Search code examples
pythonnumpysegmentation-faultctypesicc

Segfault occurs when my shared library is optimized by icc -O3 or -O2 and used via Python ctypes


This behavior is strange because I could not get the segfault

  • if the shared library was compiled without or with weaker optimization (-O0 or -O1)
  • if the shared library was compiled with gcc, even with optimization flag (-O3)
  • if I ran the code from pure C program (not via ctypes)

Furthermore, I could not get the segfault in some machines.

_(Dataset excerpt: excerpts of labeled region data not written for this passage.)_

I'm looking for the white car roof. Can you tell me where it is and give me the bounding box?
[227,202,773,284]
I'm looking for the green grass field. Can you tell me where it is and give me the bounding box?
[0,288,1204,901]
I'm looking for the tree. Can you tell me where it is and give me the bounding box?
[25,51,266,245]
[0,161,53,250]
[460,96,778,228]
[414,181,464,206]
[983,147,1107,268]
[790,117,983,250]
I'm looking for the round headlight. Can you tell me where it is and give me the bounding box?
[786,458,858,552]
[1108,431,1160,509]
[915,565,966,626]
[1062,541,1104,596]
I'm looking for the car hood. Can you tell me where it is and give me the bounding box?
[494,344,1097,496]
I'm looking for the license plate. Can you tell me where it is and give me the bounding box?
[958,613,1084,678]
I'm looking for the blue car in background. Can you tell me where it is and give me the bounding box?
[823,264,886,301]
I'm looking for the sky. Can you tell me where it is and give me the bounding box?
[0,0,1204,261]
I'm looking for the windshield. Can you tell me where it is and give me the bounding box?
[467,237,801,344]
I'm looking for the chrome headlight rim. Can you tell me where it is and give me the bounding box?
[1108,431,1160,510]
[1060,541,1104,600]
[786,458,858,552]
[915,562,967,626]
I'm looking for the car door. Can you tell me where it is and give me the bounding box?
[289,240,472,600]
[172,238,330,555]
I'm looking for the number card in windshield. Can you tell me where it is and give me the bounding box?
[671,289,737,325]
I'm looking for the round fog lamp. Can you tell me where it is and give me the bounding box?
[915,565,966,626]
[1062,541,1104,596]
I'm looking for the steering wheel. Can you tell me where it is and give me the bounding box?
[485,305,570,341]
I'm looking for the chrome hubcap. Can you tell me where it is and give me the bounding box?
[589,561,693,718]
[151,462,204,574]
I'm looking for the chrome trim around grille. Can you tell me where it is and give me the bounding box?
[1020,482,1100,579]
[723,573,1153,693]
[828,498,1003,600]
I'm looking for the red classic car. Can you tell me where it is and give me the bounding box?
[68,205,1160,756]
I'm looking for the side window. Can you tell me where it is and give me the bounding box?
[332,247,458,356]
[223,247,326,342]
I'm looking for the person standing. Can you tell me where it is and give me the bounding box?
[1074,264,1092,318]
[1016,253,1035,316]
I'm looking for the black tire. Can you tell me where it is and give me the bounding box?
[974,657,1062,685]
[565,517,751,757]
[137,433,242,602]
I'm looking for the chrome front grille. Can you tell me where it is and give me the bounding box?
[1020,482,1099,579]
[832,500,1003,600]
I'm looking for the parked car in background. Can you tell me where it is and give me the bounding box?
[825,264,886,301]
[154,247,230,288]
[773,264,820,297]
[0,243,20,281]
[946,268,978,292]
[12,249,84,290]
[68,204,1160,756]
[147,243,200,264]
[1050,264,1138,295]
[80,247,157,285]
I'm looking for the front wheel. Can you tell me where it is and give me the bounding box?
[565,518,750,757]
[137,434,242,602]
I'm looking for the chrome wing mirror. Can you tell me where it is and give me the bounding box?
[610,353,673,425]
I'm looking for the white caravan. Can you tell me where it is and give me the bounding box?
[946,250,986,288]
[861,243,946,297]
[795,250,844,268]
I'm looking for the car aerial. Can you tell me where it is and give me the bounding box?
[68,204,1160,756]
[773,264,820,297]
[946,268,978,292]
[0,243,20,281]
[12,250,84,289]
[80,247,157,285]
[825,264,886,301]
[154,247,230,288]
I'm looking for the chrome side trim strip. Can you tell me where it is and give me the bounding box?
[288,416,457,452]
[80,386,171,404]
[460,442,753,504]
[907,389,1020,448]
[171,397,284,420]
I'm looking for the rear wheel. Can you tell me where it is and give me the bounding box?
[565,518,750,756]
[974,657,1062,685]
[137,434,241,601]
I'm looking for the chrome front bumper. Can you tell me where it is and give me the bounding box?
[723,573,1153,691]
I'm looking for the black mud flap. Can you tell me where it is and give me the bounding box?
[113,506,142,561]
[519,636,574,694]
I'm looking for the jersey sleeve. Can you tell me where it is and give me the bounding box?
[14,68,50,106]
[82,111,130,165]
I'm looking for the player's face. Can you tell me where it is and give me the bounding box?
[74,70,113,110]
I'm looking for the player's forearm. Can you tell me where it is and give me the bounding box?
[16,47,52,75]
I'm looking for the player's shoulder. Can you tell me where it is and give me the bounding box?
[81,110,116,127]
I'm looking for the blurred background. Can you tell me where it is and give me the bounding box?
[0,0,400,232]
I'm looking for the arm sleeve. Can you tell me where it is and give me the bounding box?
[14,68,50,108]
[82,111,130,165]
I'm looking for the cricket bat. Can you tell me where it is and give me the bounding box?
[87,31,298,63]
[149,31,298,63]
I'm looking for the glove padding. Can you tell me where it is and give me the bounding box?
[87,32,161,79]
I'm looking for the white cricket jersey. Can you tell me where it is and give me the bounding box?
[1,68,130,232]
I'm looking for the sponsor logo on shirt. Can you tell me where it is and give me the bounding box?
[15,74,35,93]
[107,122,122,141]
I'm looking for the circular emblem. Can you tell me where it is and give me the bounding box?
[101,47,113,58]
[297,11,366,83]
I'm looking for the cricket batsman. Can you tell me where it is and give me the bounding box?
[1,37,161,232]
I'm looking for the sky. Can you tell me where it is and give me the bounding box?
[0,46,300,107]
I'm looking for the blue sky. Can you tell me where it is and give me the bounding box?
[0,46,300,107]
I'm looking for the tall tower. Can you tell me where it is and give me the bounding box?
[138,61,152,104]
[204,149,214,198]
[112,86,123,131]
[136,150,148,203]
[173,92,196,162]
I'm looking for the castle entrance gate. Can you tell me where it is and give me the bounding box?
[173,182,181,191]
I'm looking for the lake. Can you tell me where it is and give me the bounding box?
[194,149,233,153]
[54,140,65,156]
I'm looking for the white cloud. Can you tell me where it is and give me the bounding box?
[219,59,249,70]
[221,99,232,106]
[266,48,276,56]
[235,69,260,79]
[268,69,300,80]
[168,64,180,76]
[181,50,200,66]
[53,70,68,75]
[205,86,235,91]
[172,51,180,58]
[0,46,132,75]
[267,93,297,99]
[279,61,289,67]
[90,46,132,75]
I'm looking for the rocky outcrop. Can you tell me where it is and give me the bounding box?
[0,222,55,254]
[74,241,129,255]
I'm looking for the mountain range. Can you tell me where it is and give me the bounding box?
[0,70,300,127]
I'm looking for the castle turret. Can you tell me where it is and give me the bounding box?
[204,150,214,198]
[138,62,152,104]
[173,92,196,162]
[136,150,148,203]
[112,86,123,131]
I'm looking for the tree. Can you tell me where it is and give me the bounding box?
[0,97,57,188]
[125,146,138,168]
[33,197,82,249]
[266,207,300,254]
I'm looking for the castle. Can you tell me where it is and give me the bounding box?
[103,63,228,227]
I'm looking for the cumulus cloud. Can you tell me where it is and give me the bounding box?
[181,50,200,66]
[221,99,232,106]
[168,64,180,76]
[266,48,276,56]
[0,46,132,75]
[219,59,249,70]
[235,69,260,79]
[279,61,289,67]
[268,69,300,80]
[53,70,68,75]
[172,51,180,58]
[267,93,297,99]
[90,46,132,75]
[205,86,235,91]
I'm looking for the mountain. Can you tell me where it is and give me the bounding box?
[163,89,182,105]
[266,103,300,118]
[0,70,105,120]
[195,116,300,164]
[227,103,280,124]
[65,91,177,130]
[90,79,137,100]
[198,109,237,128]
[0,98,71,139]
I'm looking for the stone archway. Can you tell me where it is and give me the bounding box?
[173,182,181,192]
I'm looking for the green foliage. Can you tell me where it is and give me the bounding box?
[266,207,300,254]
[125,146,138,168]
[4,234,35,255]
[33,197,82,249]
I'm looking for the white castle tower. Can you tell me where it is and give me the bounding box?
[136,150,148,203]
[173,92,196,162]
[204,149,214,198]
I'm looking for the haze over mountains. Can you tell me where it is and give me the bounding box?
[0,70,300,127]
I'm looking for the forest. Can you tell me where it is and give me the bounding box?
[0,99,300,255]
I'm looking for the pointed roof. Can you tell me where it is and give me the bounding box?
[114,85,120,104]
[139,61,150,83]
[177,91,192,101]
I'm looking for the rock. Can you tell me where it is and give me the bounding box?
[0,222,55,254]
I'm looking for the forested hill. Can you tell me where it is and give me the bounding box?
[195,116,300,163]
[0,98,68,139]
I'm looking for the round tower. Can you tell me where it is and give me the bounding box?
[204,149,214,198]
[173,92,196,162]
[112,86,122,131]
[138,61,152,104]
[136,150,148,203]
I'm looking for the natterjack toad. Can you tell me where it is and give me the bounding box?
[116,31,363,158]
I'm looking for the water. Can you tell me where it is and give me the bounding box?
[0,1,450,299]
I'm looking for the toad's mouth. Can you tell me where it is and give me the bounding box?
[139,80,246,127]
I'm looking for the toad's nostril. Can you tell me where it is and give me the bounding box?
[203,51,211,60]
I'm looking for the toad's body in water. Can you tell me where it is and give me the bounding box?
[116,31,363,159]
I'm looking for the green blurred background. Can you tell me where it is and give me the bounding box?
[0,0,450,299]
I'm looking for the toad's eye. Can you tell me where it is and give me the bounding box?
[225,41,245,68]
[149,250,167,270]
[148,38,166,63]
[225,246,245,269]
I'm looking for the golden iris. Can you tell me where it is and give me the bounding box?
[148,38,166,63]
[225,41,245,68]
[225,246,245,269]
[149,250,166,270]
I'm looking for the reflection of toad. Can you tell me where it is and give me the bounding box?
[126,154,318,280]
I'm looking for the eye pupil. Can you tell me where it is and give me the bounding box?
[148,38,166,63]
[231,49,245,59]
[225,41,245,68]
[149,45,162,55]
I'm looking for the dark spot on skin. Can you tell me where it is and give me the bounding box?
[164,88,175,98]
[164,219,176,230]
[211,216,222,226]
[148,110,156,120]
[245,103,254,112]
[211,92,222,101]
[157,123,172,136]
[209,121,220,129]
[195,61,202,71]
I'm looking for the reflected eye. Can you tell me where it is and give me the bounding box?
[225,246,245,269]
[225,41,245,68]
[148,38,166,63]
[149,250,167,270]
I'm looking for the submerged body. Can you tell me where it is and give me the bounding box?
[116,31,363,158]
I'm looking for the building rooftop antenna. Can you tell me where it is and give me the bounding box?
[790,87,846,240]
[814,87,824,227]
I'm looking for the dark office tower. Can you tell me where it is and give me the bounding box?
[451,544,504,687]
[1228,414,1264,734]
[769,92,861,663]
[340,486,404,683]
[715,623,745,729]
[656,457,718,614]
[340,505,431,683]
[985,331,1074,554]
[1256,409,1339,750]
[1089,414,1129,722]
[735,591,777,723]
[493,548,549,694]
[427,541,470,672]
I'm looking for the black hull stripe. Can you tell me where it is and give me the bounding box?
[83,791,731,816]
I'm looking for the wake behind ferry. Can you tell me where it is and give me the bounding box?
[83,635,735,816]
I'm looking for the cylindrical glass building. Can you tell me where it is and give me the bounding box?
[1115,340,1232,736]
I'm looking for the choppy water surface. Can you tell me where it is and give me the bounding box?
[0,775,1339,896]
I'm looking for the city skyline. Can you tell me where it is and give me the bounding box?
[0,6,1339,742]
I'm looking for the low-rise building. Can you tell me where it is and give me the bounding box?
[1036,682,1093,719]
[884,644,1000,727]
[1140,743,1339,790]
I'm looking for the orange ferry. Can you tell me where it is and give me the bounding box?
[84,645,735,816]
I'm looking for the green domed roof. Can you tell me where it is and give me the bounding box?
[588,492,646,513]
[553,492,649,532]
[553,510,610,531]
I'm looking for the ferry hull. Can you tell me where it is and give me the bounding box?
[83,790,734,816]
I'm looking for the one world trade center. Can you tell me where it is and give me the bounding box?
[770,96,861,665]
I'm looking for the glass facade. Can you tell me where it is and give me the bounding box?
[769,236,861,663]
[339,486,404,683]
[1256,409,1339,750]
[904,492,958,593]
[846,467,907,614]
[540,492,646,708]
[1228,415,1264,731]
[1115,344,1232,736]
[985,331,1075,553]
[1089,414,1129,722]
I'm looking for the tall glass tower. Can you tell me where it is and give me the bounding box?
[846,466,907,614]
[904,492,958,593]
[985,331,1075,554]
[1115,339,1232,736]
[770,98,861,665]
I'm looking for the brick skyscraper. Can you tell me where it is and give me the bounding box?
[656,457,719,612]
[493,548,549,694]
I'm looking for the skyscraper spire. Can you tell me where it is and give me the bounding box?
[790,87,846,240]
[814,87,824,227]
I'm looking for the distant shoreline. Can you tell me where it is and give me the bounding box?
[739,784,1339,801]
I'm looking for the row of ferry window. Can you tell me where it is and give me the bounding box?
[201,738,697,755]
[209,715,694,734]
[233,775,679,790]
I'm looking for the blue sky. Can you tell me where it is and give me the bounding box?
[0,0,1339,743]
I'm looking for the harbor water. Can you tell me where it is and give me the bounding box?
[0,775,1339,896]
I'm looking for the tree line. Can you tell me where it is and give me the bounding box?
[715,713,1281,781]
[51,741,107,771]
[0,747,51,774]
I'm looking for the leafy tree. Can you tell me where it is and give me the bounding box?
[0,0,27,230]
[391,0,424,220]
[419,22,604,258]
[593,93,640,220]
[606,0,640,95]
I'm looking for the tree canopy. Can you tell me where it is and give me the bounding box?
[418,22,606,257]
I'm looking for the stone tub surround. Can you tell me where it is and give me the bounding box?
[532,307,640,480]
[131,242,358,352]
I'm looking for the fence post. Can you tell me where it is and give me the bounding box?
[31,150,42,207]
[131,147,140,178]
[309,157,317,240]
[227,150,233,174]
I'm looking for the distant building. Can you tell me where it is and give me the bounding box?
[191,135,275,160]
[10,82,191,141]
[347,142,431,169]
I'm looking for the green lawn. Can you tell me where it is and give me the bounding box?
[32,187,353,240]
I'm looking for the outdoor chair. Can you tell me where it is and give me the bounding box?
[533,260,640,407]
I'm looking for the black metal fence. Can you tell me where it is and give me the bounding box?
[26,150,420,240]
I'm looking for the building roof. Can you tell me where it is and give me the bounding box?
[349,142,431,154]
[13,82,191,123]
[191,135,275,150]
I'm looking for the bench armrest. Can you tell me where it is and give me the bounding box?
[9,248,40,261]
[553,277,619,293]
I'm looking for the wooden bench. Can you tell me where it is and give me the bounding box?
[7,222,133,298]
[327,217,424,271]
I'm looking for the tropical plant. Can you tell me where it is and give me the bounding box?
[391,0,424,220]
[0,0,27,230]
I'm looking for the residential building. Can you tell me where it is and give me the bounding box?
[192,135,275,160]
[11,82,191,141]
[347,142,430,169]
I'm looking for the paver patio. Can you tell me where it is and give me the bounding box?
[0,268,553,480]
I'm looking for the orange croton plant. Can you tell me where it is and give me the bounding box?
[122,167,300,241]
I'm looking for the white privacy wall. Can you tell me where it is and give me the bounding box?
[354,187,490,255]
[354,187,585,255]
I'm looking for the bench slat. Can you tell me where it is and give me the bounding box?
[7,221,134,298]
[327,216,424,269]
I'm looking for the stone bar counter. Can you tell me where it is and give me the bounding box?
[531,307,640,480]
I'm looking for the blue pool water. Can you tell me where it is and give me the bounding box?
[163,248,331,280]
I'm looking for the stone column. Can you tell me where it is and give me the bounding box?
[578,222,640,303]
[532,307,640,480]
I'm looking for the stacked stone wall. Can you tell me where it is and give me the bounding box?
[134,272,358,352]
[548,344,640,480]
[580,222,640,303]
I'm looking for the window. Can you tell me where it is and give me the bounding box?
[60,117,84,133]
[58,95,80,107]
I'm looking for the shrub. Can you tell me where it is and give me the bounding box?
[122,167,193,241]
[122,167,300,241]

If you find bug in my code that's better, but I have other more general questions:

  1. Can it be icc or ctypes bug? Is it ok to submit the bug to issue tracking system even if I can reproduce the strange behavior in my specific environment?
  2. I tried to debug the code but since this bug is visible only when the code is optimized I got a lot of "xxx is defined but not allocated (optimized away)" when I use the debugger. Is there better way to debug optimized code?

How to reproduce the bug

Suppose I have the library source code strange.c and hte python script run.py, I get the segfault with:

icc -O3 -Wall -shared strange.c -o libstrange.so
python run.py

Note that I could reproduce this bug in one of my machine

  • uname -m: i868
  • OS: Ubuntu 10.04.2 LTS
  • icc: 12.0.0 20101006
  • Python: 2.6.5
  • Numpy: 1.3.0

but not in

  • uname -m: i868
  • OS: Ubuntu 10.10
  • icc: 12.0.3 20110309
  • Python: 2.6.6
  • Numpy: 1.3.0

or

  • uname -m: x86_64
  • OS: Scientific Linux SL release 5.5 (Boron)
  • icc: 12.0.0 20101006
  • Python: 2.6.5
  • Numpy: 1.5.0b1

Code

Please find the set of code here (tkf / ctypes_icc / source – Bitbucket) or below. You can find a Makefile and a shell script to run the program and check the exit code with all optimization flags and the compilers (gcc and icc). The original version of this program is a simulation program for my research, but this program is just a meaningless program.

strange.c:

typedef struct{
  int num_n;
  double dt, ie, gl, isyn, ssyn, tau1, tau2, lmd1, lmd2, k1_mean, k2_mean;
  double *vi, *v0;
} StrangeStruct;


void
func(double * v0, double * vt, double dt,
     double gl, double isyn, double ie, double isyn_estimate, int num_n)
{
  int i;
  for (i = 0; i < num_n; ++i){
    v0[i] = vt[i] + dt + gl + isyn + ie + isyn_estimate;
  }
}

int
StrangeStruct_func(StrangeStruct *self)
{
  double isyn_estimate;
  isyn_estimate =
    self->ssyn * (self->lmd1 * self->k1_mean - self->lmd2 * self->k2_mean) /
    (self->tau1 - self->tau2);
  func(self->v0, self->vi, self->dt, self->gl, self->isyn,
       self->ie, isyn_estimate, self->num_n);
  return 0;
}

run.py:

from ctypes import POINTER, pointer, c_int, c_double, Structure
import numpy

c_double_p = POINTER(c_double)


class StrangeStruct(Structure):
    _fields_ = [
        ("num_n", c_int),
        ("dt", c_double),
        ("ie", c_double),
        ("gl", c_double),
        ("isyn", c_double),
        ("ssyn", c_double),
        ("tau1", c_double),
        ("tau2", c_double),
        ("lmd1", c_double),
        ("lmd2", c_double),
        ("k1_mean", c_double),
        ("k2_mean", c_double),
        ("vi", c_double_p),
        ("v0", c_double_p),
        ]


StrangeStruct_p = POINTER(StrangeStruct)

ifnet_a2a2 = numpy.ctypeslib.load_library('libstrange.so', '.')
ifnet_a2a2.StrangeStruct_func.restype = c_int
ifnet_a2a2.StrangeStruct_func.argtypes = [StrangeStruct_p]


def func(struct):
    ifnet_a2a2.StrangeStruct_func(pointer(struct))


if __name__ == '__main__':
    ifn = StrangeStruct(
        num_n=100, dt=0.1, gl=0.1, vrest=-60, ie=-3.7, th=-40,
        ssyn=0.5, tau1=3, tau2=1,
        )
    v0 = numpy.zeros(ifn.num_n, dtype=float)
    vi = numpy.zeros(ifn.num_n, dtype=float)
    ifn.v0 = v0.ctypes.data_as(c_double_p)
    ifn.vi = vi.ctypes.data_as(c_double_p)

    func(ifn)

    v0 + vi

Solution

  • It is usually not possible to mix binaries compiled with gcc and icc (and in this case the python is built with gcc). You could try using the icc "gcc compatibility" mode, which is set by the -gcc-version flag. That might get it to work, but it is still possible you will have problems.